Investment Comment Placer geared to strong growth

Like everyone else, investors like to have something to look forward to. And strong growth in their stocks is high on the list of what they want to see.

Toronto-listed Placer Development fits into this strong growth category and, therefore, is recommended by the British investment firm of Kleinwort Grieveson Securities as a core stock for North American mining portfolios.

In the near-term, Placer’s growth is likely to come mainly through the use of its strong balance sheet for acquisition. Further out, the expansion of the gold interests particularly in Papua New Guinea will lead to substantial increases in gold production and higher earnings.

Main points to look forward to in the company’s development are:

* Placer Pacific (78.4% owned) is about to make the go-ahead announcement on Misima Island in Papua New Guinea and is now only waiting for government approval. Production from the project is expected to start in 18 to 24 months time averaging 200,000 oz gold per year in the early years.

Reserves, proven and probable, stand at 55.6 million tons averaging 0.04 oz gold and 0.582 oz silver per ton.

* A decision on whether to proceed with a feasibility study at Placer Pacific’s 50% owned Big Bell property in Western Australia is expected by the end of March. Exploration has delineated 15 million tons grading about 0.088 oz (open pit) and 5 million tons of 0.13 oz (underground).

* A feasibility study has already started at Placer Pacific’s one-third- owned Porgera property located in the western highlands of Papua New Guinea. Construction could start in 1988 and take three years. Placer is not interested in making any hasty decisions on this huge property, says Kleinwort Grieveson.

* A positive decision on a mill expansion for the Kidston open pit gold m ine in North Queensland, Australia, in which Placer has a 70% interest could be taken any day now. This will mean that the prospectus forecast of a decline in production will not now occur, says Kleinwort Grieveson.

* North American operations are performing well now. After an initally poor start to leaching at the new Bald Mountain mine in Nevada, in which Placer holds an 84% interest, costs are now coming down and production is back on target at 4,000 oz per month. Golden Sunlight and Cortez are both operating satisfactorily.

* Exploration for gold elsewhere is running at a very high level.

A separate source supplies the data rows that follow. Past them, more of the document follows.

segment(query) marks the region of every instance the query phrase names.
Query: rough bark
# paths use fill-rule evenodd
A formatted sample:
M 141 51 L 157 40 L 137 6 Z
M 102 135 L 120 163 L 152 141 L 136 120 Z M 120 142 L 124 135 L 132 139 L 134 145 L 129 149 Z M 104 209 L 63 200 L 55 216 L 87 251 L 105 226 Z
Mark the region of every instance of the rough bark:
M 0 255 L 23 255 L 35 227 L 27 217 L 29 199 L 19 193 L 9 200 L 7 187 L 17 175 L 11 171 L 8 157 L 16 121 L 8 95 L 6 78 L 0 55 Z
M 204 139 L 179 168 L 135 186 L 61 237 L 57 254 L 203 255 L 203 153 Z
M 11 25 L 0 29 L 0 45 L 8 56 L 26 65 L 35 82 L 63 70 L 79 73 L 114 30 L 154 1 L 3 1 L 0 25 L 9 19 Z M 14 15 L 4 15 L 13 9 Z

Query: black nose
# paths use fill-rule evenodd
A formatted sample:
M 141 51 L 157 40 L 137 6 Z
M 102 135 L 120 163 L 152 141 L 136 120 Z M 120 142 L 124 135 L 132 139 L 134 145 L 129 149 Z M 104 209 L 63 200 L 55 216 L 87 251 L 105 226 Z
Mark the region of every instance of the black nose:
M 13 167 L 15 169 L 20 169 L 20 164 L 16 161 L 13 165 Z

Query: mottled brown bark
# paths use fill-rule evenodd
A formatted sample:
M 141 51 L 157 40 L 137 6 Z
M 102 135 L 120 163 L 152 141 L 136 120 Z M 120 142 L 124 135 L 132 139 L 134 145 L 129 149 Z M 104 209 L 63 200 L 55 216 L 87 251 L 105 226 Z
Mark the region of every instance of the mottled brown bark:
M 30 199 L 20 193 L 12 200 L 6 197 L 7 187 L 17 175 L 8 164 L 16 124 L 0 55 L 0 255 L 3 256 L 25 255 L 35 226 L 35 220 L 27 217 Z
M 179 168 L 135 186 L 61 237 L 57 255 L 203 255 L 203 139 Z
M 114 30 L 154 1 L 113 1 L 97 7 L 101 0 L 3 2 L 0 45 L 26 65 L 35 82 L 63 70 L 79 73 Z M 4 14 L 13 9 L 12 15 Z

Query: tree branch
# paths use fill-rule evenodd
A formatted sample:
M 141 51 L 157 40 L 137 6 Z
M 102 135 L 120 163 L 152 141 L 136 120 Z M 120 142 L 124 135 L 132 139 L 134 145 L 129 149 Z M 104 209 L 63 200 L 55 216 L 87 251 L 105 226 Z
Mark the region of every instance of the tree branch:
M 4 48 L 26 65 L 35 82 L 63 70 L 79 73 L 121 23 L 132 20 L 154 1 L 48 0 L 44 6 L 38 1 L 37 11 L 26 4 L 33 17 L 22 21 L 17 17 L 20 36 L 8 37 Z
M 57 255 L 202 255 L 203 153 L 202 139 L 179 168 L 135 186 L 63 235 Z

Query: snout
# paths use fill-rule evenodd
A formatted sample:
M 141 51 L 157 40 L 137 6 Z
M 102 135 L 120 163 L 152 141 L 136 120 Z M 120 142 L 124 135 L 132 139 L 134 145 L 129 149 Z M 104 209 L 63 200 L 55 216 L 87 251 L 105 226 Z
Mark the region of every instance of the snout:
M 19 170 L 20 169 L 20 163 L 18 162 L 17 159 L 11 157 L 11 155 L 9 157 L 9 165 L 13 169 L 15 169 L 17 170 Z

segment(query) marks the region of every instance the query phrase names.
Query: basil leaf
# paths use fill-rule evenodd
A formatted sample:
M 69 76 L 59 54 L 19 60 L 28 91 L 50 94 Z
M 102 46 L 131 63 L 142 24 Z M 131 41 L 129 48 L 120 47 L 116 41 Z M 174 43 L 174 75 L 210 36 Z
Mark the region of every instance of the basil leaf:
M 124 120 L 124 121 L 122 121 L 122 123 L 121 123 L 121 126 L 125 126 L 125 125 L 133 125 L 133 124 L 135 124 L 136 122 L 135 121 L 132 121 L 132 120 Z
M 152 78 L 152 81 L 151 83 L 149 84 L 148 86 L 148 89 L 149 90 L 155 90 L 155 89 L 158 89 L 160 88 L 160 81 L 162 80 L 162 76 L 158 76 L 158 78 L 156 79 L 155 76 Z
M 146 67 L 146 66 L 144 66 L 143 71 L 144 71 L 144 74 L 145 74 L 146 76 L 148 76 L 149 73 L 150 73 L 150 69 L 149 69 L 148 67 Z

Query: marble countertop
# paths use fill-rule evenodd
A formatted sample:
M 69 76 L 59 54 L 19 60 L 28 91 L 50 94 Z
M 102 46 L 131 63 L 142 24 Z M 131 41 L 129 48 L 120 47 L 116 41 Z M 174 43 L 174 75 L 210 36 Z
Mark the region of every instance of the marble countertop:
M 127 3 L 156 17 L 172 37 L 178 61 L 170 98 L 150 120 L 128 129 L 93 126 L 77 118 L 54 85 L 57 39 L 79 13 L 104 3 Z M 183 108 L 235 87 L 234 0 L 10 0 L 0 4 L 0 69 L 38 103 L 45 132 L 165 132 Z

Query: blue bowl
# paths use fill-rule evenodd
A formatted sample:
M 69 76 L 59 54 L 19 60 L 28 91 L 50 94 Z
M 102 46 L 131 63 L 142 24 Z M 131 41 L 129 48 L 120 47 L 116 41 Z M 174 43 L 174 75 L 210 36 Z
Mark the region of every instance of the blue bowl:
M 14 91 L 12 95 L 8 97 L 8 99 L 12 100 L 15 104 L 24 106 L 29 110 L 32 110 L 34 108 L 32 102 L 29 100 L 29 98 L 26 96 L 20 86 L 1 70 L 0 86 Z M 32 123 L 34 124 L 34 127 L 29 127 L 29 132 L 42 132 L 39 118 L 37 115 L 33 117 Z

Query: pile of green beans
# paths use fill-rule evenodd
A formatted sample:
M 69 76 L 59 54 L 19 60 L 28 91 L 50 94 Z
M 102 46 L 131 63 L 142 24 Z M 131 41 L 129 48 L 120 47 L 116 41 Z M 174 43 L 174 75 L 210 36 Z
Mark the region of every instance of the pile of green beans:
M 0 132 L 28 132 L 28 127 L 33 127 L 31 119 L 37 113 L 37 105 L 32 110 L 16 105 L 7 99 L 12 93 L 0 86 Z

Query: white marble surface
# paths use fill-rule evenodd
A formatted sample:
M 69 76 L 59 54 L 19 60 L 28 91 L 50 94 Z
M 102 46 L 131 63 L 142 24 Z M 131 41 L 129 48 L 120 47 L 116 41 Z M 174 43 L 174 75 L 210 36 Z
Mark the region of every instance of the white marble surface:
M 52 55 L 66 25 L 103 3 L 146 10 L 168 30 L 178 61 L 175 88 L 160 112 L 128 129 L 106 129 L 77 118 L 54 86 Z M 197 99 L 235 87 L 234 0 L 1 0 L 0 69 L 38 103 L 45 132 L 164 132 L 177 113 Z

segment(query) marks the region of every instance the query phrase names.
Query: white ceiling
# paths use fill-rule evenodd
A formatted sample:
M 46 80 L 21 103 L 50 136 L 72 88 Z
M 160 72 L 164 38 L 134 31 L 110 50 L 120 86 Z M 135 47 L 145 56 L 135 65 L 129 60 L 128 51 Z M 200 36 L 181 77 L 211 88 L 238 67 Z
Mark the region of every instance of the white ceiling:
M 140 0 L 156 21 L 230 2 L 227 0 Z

Projects at Seabee in the La Ronge area of Saskatchewan, Eastmain in northern Quebec and Omai in Guyana are the most promising and advanced.

* Output at Gilbraltar Mines (71.7% interest) in the Caribou area of B.C. will go up this year as copper leach production rises and rock mining moves into softer ore. Breaking even and cash generative at present, Gilbraltar could become very profitable if copper prices rose even slightly. Gilbraltar shares could be an interesting leveraged investment in their own right, says Kleinwort Grieveson.

* The mill expansion at Equity Silver Mines (68.2% interest) located in the Omineca division of B.C. is now bearing fruit and 1986 production reached 5.5 million oz of silver and 43,000 oz of gold. Silver cash production costs are only $3.15(US) per oz.

* Real de Angelis (34% interest) is now becoming a major success story, and cash silver costs are only $1.31 per oz. What a shame that the mine is in Mexico, says the investment firm.

* The reopened Endako molybdenum mine (100% interest) in B.C. is now operating profitably at one-third capacity of 5.7 million lb per year.

* A dip in gas prices at year-end led to an $45.85-million writedown in U.S. oil and gas properties. Overall, Placer’s oil and gas interests are expected to remain profitable for the forseeable future.

Placer trades on the TSE at the current level of $42.